Strategy 1: CLS Token Pooling
In CLS Token pooling, just take the vector from the [CLS] token and use it as the sentence embedding.
During BERT’s pre-training, the [CLS] token was used for the “Next Sentence Prediction” task, so it should have learned to aggregate sentence-level meaning.
In reality it works okay for classification tasks, but for semantic similarity, it’s actually pretty bad out of the box. The [CLS] token wasn’t explicitly trained to capture semantic meaning for retrieval.
Strategy 2: Mean Pooling
In mean pooling, we average all the token vectors together (excluding padding tokens).
Example:
# Mean pooling — the workhorse
# Mask out padding tokens, then average
token_vectors = encoder_output[1:-1] # Skip [CLS] and [SEP]

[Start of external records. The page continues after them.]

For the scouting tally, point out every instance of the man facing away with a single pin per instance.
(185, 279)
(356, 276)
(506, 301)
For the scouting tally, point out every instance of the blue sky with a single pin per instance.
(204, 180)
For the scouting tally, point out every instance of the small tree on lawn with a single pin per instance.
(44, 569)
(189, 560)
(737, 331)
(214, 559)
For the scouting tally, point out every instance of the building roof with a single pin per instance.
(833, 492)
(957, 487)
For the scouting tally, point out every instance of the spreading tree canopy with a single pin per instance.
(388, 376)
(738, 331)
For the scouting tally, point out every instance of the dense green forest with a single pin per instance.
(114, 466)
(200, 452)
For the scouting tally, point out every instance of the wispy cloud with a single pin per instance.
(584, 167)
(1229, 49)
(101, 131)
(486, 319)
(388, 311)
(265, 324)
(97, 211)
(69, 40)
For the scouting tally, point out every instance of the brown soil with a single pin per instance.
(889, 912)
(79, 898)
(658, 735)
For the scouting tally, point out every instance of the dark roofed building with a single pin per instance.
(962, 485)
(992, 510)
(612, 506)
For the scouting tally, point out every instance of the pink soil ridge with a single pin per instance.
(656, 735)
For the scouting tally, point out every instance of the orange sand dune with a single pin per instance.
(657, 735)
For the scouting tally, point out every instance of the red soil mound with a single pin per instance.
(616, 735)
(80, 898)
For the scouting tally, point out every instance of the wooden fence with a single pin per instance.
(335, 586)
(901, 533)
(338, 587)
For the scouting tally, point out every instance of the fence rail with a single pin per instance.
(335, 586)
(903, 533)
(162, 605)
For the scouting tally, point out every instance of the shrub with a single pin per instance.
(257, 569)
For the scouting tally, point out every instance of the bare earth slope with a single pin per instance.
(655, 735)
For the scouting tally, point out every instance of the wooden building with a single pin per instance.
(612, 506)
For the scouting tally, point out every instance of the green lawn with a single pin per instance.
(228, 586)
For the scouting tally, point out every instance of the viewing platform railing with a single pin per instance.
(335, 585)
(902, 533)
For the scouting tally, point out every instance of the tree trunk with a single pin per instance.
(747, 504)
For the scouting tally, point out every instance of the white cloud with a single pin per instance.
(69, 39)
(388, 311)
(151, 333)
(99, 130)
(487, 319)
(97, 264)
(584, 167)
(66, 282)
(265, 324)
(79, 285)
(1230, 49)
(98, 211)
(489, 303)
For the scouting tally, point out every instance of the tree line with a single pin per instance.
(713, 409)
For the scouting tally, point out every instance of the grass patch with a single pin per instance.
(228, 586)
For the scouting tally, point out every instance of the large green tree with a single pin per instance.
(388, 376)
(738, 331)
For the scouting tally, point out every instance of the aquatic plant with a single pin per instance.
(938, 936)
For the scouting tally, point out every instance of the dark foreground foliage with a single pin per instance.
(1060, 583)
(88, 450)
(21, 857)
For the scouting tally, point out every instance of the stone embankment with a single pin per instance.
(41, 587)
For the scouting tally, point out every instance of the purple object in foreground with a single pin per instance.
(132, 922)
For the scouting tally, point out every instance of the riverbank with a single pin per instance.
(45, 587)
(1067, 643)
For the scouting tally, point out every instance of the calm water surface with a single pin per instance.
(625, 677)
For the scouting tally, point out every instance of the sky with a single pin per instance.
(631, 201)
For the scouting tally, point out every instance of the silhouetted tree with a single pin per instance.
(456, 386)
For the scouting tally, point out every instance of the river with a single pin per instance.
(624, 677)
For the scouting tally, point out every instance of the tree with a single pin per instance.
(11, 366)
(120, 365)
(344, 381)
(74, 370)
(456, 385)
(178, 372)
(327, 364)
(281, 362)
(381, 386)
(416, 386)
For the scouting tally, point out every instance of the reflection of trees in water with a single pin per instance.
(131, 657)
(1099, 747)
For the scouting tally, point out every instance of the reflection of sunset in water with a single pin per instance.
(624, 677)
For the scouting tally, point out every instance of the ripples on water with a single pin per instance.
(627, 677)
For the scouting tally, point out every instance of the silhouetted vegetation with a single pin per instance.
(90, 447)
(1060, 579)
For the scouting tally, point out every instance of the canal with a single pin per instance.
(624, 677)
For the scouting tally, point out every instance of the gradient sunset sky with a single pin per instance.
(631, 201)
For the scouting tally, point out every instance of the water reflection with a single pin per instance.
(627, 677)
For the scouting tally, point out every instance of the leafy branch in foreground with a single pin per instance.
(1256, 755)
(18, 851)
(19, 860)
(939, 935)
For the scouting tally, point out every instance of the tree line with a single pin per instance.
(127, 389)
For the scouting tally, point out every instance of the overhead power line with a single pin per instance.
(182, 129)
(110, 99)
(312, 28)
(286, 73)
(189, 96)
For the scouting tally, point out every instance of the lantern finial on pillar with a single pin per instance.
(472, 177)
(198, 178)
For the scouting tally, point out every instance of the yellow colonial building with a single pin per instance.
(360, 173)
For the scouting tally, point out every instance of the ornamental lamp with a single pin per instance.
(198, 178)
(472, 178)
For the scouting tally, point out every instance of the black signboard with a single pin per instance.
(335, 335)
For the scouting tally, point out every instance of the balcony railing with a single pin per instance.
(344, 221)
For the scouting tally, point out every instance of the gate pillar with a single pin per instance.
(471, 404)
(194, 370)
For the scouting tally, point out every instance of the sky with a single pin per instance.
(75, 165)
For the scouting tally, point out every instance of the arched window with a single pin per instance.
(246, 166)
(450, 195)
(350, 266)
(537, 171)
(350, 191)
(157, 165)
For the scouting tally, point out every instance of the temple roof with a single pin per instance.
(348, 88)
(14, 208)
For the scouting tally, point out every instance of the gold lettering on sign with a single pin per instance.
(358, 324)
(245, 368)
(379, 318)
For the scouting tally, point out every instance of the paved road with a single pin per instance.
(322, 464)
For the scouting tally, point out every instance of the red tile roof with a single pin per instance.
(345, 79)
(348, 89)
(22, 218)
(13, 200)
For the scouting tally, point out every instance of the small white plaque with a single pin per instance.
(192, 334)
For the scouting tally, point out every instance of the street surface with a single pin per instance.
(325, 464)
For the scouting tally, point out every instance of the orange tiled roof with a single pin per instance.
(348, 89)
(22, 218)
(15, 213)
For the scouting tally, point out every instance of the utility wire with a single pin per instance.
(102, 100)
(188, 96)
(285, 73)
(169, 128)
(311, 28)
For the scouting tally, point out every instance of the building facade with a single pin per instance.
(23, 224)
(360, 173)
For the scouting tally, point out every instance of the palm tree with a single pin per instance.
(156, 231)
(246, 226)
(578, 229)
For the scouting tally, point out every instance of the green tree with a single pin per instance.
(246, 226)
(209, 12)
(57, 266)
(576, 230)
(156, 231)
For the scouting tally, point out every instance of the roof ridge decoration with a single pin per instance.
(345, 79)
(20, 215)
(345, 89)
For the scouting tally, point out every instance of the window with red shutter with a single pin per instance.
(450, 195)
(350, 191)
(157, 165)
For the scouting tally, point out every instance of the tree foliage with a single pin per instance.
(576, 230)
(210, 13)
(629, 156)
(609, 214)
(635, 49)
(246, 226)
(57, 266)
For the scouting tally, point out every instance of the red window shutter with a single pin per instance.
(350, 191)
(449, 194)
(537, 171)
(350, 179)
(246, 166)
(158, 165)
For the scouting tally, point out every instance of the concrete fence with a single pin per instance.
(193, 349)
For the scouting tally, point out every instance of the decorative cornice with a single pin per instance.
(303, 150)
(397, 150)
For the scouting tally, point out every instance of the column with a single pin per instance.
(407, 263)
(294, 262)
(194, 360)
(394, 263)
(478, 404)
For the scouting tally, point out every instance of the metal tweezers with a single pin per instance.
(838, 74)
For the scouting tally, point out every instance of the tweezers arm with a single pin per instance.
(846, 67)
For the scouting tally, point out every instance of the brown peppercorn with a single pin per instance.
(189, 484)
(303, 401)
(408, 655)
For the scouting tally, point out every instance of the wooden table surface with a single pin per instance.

sentence_embedding = mean(token_vectors)Every token contributes to the overall meaning. Averaging them gives a balanced representation.
In reality this works surprisingly well! And it’s the default strategy for most modern sentence embedding models.
Which strategy Wins?
Practical Tip: You almost never implement pooling yourself. When you use a library like
sentence-transformers, the pooling strategy is baked into the model configuration. But understanding it helps you debug weird results, like when someone accidentally uses raw BERT with CLS pooling and wonders why their retrieval is terrible.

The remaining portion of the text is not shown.